Sunday, February 3, 2013

You Completed the Caption

A lady having trouble with her stockings always gets a man's attention. Here's what you wrote:


Joey: "Move smartly my dear. Unfix that garter belt and down with the panties. Do not keep me waiting much longer or you will not be sitting comfortably for a couple of days."

Gary Ntboy: 'I'm going to leave the curtains open so that the neighbours can see you getting this well deserved spanking my dear.'

Ronnie: Jim was wondering what he'd look like in stockings and suspenders.

Prefectdt: "I had better be careful not to ladder those stockings, when I am over her knee."

Six of the best: "Yes, first ungarter your stockings my dear. Then remove your dress and knickers. For I propose to give you 'six of the best' strokes of the cane, across your bare bottom, as a birthday present Hermione" said her ever loving husband, to his darling wife.

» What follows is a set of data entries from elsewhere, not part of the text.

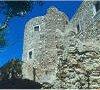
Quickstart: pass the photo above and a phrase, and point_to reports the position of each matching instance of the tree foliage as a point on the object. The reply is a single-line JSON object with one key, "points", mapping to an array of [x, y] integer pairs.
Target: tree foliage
{"points": [[12, 69]]}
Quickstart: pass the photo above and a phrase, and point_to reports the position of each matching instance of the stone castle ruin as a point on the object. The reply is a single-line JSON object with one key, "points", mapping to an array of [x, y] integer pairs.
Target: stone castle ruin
{"points": [[63, 53]]}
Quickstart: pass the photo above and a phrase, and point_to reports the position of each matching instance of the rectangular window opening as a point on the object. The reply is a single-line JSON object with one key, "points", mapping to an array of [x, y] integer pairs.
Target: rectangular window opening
{"points": [[36, 28], [78, 28], [30, 55]]}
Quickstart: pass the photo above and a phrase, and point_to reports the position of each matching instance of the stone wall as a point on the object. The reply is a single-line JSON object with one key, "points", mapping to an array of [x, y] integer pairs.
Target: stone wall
{"points": [[46, 45]]}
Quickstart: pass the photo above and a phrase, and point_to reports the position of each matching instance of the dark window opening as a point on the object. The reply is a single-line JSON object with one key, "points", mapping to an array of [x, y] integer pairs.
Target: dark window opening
{"points": [[36, 28], [30, 55], [78, 28], [97, 6]]}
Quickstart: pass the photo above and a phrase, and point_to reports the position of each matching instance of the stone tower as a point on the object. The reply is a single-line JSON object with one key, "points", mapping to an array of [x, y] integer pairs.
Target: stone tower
{"points": [[43, 45]]}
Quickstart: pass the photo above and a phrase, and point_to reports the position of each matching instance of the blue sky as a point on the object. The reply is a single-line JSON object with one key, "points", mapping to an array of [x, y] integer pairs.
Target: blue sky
{"points": [[15, 30]]}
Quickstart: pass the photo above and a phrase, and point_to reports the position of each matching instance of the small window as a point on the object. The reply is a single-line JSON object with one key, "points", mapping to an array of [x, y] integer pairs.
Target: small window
{"points": [[30, 55], [36, 28], [78, 28]]}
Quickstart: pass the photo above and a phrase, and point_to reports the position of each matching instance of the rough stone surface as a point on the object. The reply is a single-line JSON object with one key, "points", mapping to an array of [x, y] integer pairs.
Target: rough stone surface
{"points": [[63, 56]]}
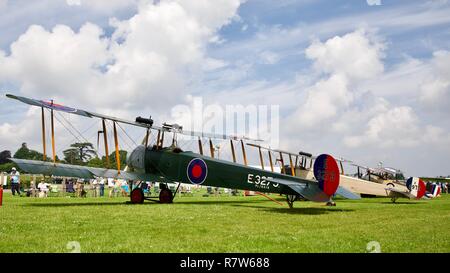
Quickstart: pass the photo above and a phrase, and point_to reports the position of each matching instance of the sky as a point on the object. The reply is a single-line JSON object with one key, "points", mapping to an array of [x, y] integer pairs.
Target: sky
{"points": [[366, 80]]}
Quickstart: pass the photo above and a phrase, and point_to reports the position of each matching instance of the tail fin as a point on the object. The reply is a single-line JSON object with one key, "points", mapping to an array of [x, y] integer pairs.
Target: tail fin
{"points": [[326, 172], [416, 187]]}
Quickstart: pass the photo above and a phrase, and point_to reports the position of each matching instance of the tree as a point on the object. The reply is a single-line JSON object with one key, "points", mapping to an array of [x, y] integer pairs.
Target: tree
{"points": [[24, 153], [123, 159], [79, 153], [4, 156], [97, 162]]}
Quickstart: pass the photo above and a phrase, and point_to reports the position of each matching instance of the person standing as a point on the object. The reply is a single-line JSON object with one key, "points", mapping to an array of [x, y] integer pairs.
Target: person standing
{"points": [[102, 187], [15, 181], [111, 185], [43, 189], [94, 187]]}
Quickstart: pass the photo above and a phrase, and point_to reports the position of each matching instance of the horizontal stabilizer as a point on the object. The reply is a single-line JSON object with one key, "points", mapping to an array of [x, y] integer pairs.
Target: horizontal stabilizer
{"points": [[308, 189], [393, 192], [347, 194]]}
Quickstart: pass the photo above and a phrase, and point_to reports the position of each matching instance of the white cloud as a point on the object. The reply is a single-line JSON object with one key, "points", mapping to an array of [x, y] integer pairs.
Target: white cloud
{"points": [[151, 55], [143, 66], [396, 127], [355, 55], [344, 61], [435, 91], [103, 5]]}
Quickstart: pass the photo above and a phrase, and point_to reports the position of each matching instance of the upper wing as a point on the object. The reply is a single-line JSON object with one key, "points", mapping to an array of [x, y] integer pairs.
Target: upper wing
{"points": [[84, 113], [66, 170]]}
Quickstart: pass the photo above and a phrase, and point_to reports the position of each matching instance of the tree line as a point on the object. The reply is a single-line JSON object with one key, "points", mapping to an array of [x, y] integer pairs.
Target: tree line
{"points": [[79, 153]]}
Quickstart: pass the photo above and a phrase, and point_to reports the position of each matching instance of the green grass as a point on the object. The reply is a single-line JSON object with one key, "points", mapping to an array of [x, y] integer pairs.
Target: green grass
{"points": [[223, 224]]}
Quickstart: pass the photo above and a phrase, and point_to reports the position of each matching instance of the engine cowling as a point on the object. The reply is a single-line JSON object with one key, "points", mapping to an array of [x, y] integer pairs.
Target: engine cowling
{"points": [[136, 159]]}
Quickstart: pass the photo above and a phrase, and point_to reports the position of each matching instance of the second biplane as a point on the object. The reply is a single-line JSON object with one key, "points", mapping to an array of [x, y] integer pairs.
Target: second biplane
{"points": [[173, 165]]}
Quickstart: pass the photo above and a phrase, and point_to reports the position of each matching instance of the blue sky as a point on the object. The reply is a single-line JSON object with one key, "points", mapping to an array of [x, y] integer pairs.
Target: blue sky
{"points": [[366, 82]]}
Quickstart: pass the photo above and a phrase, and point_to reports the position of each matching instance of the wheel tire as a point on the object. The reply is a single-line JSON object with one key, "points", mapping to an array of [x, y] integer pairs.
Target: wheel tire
{"points": [[137, 196], [165, 196]]}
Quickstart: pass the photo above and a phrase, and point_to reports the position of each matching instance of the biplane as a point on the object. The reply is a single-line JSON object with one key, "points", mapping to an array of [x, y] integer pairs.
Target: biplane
{"points": [[171, 164], [384, 182]]}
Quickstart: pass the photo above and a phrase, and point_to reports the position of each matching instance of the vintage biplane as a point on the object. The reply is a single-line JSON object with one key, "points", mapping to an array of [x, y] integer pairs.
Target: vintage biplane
{"points": [[384, 182], [171, 164]]}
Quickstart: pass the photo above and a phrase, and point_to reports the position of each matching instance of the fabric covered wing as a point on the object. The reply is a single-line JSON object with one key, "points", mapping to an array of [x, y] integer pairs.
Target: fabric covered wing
{"points": [[308, 189], [66, 170], [393, 192]]}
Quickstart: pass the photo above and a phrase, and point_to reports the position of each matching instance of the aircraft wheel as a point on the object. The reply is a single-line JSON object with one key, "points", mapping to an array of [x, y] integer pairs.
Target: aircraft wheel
{"points": [[137, 196], [165, 196]]}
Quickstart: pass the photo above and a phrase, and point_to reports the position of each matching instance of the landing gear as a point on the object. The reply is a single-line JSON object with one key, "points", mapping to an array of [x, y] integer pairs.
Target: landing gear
{"points": [[165, 196], [137, 196], [290, 200]]}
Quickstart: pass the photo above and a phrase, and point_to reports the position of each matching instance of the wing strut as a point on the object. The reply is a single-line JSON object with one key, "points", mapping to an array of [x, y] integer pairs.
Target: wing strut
{"points": [[282, 162], [292, 165], [243, 152], [53, 135], [116, 142], [232, 151], [200, 146], [105, 140], [211, 148], [261, 158], [270, 160], [43, 134]]}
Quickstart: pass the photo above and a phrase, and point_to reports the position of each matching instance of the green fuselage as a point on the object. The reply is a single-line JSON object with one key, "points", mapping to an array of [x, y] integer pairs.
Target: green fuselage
{"points": [[220, 173]]}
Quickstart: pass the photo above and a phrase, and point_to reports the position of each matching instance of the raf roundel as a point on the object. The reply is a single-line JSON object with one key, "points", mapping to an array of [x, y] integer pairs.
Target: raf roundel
{"points": [[197, 171]]}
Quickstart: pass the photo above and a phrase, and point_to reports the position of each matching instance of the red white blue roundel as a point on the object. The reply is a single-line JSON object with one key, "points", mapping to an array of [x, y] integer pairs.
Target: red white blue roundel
{"points": [[197, 171]]}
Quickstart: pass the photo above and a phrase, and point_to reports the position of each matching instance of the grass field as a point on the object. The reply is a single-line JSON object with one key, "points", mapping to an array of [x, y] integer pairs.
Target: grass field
{"points": [[222, 224]]}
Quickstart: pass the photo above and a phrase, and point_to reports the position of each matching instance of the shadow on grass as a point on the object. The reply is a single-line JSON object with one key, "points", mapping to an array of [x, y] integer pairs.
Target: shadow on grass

Sir Wendel Jones: No more back talk or I’ll spank you again.

Dr. Ken: "Well, what do you know? That spanking really DID 'knock her socks off'..."

Young Lady: "That's not a bruise, that's a birthmark you've had our whole marriage, stop whining or I really WILL give you something to cry about"

Girl: And you're REALLY certain the invite said no underclothes? I want your mother's garden club to accept me, but I feel so naked.
Guy: MmmHHMmmm.

Ana: Him, thinking to himself: I did good.

Fanz123: Daughter, how many times must I tell you! Use the bedroom not the lounge to adjust your clothes. NOW! go get your hairbrush.

Hermione: I can't fasten my stocking, there's something in the way. I think you left your hairbrush under my skirt.


Thanks to all who contributed this week. Now go enjoy the Superbowl!